Syn Boży był całkowicie skoncentrowany na posłuszeństwie Ojcu. Nic nie czynię sam z siebie, lecz tak mówię, jak mnie mój Ojciec nauczył. A Ten, który mnie posłał, jest ze mną; nie zostawił mnie samego, bo Ja zawsze czynię to, co się jemu podoba [Jn 8,28-29].

 Czy Pan Jezus był źle nastawiony do tych religijnych grzeszników w dostojnych szatach? On ich miłował, więc z pewnością nie był przeciwko nim. Występował przeciwko ich pysze, obłudzie, zawiści i nieposłuszeństwie Bogu, a nie przeciwko nim samym. Dzięki temu serca niektórych z nich zostały poruszone i mogli się nawrócić [zob. Jn 12,42].

 Każdy prawdziwy chrześcijanin z definicji jest naśladowcą Jezusa Chrystusa. Nie jest uczeń nad mistrza ani sługa nad swego pana; wystarczy uczniowi, aby był jak jego mistrz, a sługa jak jego pan. Jeśli gospodarza Belzebubem nazwali, tym bardziej jego domowników [Mt 10,24-25]. Końcowe wnioski z dzisiejszego podglądania Jezusa nasuwają się więc same.

3 komentarze:

  1. Dziękuję pastorze za ten wpis. Wart jest naszego zastanowienia.

    Mam jedną drobną uwagę. Napisałeś:
    "Gdy Jezus wszedł na scenę życia publicznego, szybko doszło do rozmaitych napięć między nim, a władzą duchową. Syn Boży w najmniejszym stopniu tego nie prowokował i nie szukał zaczepki. Po prostu, codziennie pełnił wolę Ojca. Hierarchów najwyraźniej drażniła wolność Jezusa od ich opinii, postanowień oraz uchwalanych przepisów."

    Ale choćby w 5 rozdziale Ew. Jana czytamy, że Jezus nakazał uzdrowionemu wziąć swoje łoże i z nim chodzić.

    (8) Rzecze mu Jezus: Wstań, weź łoże swoje i chodź. (9) I zaraz ten człowiek odzyskał zdrowie, wziął łoże swoje i chodził. A właśnie tego dnia był sabat. (10) Toteż mówili Żydzi do uzdrowionego: Dziś sabat, nie wolno ci nosić łoża. (11) On zaś odpowiedział im: Ten, który mnie uzdrowił, rzekł mi: Weź łoże swoje i chodź.

    Wydaje mi się, tak to rozumiem, że Jezus celowo nakazał nosić łoże uzdrowionemu. Wiedział, co z tego wyniknie i kto będzie tym zbulwersowany.

    Mam nadzieję, że moje rozumowanie jest właściwe i wnosi coś do niniejszego wpisu.

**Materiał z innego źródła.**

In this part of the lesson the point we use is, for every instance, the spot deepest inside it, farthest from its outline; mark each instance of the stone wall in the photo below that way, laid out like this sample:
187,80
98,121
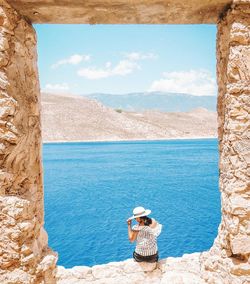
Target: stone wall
229,258
24,255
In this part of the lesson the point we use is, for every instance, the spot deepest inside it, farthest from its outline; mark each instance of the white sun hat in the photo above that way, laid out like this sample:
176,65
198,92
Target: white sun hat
140,212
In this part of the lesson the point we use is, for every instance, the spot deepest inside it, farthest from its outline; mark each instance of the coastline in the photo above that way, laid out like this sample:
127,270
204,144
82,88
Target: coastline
131,140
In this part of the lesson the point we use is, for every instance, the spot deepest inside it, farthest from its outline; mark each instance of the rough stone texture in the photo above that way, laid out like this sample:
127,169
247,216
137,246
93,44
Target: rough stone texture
122,11
24,254
179,270
229,258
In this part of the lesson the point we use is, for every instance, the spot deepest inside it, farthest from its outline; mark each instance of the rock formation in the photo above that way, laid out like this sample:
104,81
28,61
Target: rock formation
24,254
75,118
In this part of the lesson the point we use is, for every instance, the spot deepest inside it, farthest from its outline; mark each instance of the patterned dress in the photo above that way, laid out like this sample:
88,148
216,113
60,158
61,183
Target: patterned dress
146,241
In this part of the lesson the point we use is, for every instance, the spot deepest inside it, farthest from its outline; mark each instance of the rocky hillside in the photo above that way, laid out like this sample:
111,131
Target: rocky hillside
77,118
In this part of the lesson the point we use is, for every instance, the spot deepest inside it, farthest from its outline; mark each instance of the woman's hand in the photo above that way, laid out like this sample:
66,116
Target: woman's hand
129,222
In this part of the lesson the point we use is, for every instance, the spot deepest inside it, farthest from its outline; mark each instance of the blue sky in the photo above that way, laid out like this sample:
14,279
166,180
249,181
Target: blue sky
84,59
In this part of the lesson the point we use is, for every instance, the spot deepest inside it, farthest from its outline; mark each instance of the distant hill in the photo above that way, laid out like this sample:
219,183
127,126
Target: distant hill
167,102
77,118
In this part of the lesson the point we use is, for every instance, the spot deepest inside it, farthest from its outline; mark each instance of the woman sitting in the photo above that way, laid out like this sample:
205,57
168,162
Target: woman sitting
145,233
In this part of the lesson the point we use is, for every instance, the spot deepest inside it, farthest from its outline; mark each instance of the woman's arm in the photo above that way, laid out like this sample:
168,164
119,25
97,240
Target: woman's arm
131,234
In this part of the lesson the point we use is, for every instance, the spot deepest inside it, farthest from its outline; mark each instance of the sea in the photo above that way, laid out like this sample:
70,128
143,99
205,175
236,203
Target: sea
91,188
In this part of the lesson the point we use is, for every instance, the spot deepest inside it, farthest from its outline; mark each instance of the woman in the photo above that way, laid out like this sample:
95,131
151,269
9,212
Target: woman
145,233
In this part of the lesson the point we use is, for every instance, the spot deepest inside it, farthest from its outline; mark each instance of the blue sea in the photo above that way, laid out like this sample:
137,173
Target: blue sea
92,188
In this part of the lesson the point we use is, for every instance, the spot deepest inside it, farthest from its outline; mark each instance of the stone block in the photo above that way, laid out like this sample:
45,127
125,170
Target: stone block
240,244
131,266
109,270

Jeśli się mylę, czekam na korektę mojego myślenia:)

    Pozdrawiam serdecznie

    OdpowiedzUsuń
  2. Myślę Rafale, że na ile znam Pana Jezusa, to nie chodziło Mu o prowokowanie reakcji nieżyczliwych Żydów, a raczej o wydanie czytelnego, bo wręcz wizualnego, świadectwa uzdrowienia, co w konsekwencji miało przynieść chwałę Bogu.

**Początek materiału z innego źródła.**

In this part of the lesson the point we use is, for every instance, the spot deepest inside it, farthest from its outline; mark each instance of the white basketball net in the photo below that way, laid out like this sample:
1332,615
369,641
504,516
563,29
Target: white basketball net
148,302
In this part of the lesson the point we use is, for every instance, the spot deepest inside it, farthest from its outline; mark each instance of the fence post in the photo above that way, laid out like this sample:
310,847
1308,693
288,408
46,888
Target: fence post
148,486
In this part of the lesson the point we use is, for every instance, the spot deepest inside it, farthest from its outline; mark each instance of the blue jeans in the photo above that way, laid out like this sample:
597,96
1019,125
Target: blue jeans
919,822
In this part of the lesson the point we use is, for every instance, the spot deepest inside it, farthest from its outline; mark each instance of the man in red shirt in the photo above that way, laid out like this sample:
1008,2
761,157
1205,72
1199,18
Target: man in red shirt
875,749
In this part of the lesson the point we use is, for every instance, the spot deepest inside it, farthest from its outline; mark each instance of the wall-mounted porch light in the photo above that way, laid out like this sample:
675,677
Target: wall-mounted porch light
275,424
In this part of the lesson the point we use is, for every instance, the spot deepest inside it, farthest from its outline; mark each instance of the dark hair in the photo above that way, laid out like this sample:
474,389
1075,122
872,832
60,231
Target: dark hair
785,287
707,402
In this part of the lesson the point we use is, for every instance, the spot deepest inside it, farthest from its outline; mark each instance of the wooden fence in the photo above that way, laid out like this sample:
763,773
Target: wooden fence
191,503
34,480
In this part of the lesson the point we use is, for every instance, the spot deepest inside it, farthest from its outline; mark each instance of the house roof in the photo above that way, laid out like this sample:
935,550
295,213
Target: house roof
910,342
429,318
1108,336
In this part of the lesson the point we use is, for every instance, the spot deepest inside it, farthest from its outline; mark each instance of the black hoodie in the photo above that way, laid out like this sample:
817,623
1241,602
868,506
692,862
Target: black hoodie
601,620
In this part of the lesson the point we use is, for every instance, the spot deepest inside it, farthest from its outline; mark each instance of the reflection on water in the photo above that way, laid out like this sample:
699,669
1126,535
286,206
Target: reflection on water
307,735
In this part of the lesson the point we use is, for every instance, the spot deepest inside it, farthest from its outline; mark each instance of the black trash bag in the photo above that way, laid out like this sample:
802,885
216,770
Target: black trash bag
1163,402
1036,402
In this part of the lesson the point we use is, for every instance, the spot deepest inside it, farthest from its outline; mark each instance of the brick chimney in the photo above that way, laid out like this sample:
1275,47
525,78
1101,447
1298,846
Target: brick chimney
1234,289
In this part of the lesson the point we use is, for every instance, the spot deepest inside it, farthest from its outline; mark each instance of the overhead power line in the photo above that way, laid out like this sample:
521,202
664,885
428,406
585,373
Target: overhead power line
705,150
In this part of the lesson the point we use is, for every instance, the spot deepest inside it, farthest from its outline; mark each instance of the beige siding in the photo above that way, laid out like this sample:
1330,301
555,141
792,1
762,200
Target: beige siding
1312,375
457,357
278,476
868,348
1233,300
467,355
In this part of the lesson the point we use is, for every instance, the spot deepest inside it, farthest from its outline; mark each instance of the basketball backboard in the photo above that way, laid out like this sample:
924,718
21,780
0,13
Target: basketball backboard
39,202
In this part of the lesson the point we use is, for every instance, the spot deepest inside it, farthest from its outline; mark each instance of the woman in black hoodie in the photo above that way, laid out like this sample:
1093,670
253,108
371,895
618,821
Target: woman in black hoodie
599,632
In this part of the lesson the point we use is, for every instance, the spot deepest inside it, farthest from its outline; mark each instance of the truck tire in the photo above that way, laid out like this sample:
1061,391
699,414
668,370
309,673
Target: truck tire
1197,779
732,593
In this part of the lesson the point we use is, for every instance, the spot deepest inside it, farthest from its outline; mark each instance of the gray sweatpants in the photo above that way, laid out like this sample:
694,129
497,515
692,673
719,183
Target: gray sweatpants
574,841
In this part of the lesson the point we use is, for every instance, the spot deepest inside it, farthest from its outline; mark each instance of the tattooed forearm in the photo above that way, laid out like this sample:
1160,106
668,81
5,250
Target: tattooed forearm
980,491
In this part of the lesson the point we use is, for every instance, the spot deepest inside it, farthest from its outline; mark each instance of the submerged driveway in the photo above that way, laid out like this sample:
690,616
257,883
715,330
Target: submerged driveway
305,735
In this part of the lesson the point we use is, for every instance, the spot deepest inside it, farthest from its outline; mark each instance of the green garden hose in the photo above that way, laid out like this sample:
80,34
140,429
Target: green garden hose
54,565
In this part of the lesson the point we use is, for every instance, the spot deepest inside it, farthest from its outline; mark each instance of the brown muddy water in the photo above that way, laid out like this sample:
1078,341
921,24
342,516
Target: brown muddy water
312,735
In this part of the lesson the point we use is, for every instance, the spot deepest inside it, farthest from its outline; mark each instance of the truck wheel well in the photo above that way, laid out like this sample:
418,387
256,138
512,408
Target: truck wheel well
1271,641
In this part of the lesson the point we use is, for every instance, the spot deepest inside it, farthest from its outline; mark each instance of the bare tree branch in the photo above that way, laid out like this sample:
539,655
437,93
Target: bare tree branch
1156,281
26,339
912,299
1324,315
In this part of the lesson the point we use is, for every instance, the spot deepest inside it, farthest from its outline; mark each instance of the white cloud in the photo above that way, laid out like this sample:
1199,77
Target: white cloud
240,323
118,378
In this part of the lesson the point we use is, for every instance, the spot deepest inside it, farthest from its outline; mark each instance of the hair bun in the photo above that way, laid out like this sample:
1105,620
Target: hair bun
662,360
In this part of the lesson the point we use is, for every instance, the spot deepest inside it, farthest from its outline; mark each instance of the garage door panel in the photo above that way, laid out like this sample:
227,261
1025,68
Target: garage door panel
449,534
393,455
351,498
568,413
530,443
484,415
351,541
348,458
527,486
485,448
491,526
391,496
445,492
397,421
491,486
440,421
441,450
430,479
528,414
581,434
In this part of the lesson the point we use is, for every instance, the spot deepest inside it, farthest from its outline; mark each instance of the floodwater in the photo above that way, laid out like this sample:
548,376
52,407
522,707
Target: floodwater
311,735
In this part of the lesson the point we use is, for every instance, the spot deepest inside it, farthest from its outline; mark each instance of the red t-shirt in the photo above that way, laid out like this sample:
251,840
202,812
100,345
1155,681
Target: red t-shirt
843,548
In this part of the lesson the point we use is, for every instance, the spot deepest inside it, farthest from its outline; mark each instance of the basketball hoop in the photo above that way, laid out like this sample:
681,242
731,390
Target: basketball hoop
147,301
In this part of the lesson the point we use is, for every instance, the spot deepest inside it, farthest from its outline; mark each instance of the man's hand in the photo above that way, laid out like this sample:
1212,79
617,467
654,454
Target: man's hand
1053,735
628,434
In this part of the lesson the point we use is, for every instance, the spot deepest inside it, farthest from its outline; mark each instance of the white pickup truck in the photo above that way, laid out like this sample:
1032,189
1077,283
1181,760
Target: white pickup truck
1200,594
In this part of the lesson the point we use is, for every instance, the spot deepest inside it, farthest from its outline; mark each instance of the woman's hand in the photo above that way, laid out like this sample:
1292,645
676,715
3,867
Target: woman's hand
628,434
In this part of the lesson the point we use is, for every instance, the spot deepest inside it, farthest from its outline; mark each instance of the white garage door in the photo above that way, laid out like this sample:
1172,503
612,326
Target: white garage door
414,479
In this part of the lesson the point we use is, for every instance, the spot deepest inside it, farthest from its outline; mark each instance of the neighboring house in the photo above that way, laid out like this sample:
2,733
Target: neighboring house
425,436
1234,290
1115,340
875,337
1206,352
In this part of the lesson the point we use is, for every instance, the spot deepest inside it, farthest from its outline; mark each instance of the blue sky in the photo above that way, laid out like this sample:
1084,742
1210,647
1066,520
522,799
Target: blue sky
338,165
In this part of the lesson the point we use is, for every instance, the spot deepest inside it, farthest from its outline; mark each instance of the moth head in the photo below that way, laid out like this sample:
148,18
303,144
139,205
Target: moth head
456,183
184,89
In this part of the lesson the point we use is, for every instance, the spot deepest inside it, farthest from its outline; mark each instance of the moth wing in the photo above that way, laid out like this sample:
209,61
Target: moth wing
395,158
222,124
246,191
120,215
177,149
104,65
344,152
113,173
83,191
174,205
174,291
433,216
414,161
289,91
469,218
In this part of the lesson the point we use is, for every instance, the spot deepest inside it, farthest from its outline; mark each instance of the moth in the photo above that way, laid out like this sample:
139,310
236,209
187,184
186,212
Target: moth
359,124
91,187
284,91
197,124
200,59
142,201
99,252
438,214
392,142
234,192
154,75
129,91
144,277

    Żydów w rzeczy samej nie drażniło to, że jakiś gość nosi swoją derkę, lecz to, że w ten sposób wzbudza ciekawość, kierującą ludzi ku Jezusowi...

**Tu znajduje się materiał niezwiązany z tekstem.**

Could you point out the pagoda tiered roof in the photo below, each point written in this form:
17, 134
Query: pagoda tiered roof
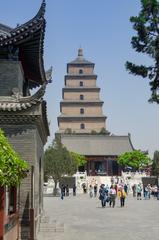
28, 38
19, 103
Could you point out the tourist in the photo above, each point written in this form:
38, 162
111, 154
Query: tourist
138, 191
122, 196
155, 191
102, 195
90, 191
95, 190
146, 192
67, 190
74, 190
158, 193
126, 188
84, 188
62, 191
134, 190
149, 191
112, 195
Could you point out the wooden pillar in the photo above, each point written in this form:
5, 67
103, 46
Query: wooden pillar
2, 198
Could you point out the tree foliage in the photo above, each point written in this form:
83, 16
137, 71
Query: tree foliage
146, 24
136, 160
12, 167
58, 161
155, 164
80, 159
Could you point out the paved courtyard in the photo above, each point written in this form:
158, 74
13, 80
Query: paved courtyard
82, 218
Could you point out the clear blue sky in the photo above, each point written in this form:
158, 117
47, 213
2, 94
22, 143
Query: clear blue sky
103, 30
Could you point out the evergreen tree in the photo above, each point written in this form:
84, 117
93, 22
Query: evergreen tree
58, 161
135, 160
12, 168
146, 24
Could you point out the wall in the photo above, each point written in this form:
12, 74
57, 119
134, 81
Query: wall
75, 69
76, 95
76, 82
89, 126
88, 110
11, 76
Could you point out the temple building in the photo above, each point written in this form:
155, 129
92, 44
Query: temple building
23, 117
82, 124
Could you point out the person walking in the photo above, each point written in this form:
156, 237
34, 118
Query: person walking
102, 195
122, 196
67, 190
139, 190
95, 190
62, 191
90, 191
112, 195
74, 190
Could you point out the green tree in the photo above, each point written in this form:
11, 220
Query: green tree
12, 167
136, 160
58, 161
155, 164
146, 24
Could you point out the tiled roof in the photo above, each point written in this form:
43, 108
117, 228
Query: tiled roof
18, 103
97, 145
29, 38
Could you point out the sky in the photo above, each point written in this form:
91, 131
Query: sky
102, 28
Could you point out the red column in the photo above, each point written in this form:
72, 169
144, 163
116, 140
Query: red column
1, 212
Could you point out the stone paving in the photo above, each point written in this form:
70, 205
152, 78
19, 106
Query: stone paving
82, 218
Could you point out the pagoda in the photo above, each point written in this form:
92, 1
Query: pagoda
81, 107
82, 124
23, 116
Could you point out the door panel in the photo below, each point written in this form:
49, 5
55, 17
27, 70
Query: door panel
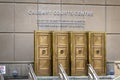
43, 53
78, 53
61, 52
97, 54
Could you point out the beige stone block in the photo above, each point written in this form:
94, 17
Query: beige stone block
97, 21
113, 19
25, 0
94, 1
24, 47
6, 17
48, 25
24, 21
112, 47
49, 1
6, 0
113, 2
73, 1
72, 25
6, 47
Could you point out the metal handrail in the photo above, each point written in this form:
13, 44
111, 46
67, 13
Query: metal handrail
62, 73
91, 73
31, 72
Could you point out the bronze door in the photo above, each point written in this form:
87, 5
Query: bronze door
43, 53
97, 52
61, 51
78, 53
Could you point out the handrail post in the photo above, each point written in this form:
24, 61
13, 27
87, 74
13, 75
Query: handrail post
31, 72
1, 76
62, 73
91, 73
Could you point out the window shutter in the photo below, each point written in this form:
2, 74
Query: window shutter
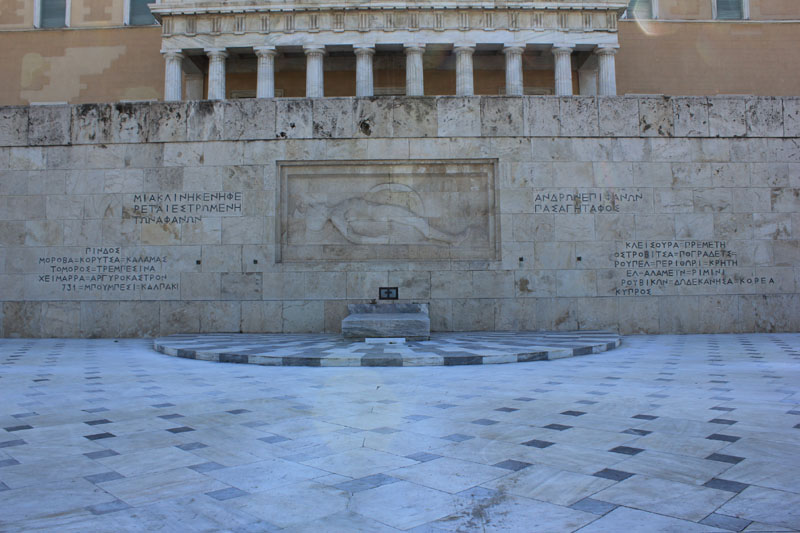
140, 13
53, 14
729, 9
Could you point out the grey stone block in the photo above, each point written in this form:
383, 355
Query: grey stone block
168, 122
414, 117
656, 117
502, 116
13, 126
579, 116
129, 123
372, 117
294, 118
691, 116
541, 115
91, 124
49, 125
410, 321
459, 116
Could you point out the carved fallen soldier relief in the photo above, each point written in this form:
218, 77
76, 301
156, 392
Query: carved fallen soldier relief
387, 210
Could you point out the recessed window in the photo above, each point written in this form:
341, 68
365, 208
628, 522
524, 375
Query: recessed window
640, 9
139, 14
731, 9
52, 13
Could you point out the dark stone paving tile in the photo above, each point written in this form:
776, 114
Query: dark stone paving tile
100, 454
18, 428
725, 438
206, 467
422, 457
273, 439
722, 458
626, 450
108, 507
227, 494
99, 436
557, 427
385, 431
597, 507
725, 522
182, 429
458, 437
615, 475
538, 443
97, 422
634, 431
725, 484
512, 464
365, 483
103, 477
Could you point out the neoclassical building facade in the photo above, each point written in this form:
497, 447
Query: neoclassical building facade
445, 40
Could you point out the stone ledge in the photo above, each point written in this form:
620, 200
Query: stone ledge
401, 117
444, 349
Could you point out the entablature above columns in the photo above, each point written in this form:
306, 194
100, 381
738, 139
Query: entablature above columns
234, 18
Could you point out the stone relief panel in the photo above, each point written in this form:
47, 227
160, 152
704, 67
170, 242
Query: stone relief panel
387, 210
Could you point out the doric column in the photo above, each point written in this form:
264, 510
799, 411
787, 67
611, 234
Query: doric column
415, 85
315, 85
173, 88
563, 54
216, 73
513, 70
607, 72
464, 78
364, 84
265, 87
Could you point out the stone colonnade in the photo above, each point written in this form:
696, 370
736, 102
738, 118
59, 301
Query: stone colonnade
606, 79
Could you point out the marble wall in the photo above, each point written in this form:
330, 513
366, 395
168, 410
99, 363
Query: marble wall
643, 214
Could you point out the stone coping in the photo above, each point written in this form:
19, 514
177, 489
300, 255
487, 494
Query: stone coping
443, 349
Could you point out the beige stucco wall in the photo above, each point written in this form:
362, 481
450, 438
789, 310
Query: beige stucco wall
78, 66
706, 58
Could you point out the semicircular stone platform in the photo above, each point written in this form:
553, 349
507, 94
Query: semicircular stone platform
448, 349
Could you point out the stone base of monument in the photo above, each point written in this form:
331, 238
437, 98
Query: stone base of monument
447, 349
389, 320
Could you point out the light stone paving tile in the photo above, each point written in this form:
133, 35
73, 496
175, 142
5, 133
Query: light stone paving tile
149, 461
155, 487
674, 467
403, 505
448, 475
669, 498
63, 498
264, 475
550, 484
294, 504
359, 463
624, 519
502, 513
343, 522
765, 505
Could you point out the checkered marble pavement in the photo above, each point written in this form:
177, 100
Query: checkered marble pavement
448, 349
665, 433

    Ale oczywiście, słusznie też zauważasz, że Jezus z całą pewnością wiedział, jak Żydzi na to zareagują. Pozdrawiam

    OdpowiedzUsuń
  3. Fragmenty NT wskazują, iż Żydów drażniło to, że ktoś łamie ich własne prawo - nie Boże. Przecież Jezus nie łamał sabatu uzdrawiając w sabat, ani człowiek, który nosił swoją matę nie łamał sabatu.Z pewnością jednak łamał ich własne żydowsko-ludzkie prawo, które żydzi ustanowili ponad prawem Bożym, co Jezus nie raz im wypomniał. Sami żydzi nie wiedzieli, że człowiek został uzdrowiony, a uzdrowiony nie widział, kto go uzdrowił:
    "Toteż mówili Żydzi do uzdrowionego: Dziś sabat, nie wolno ci nosić łoża. On zaś odpowiedział im: Ten, który mnie uzdrowił, rzekł mi: Weź łoże swoje i chodź. Pytali go; Cóż to za człowiek, co ci powiedział: Weź je i chodź? A uzdrowiony nie wiedział, kto to był, bo Jezus niepostrzeżenie oddalił się od tłumu, który był na tym miejscu."
    Pozostaje pytanie dlaczego Jezus z reguły uzdrawiał w sabat. Z pewnością nie dlatego, żeby zrobić na złość przywódcom żydowskim.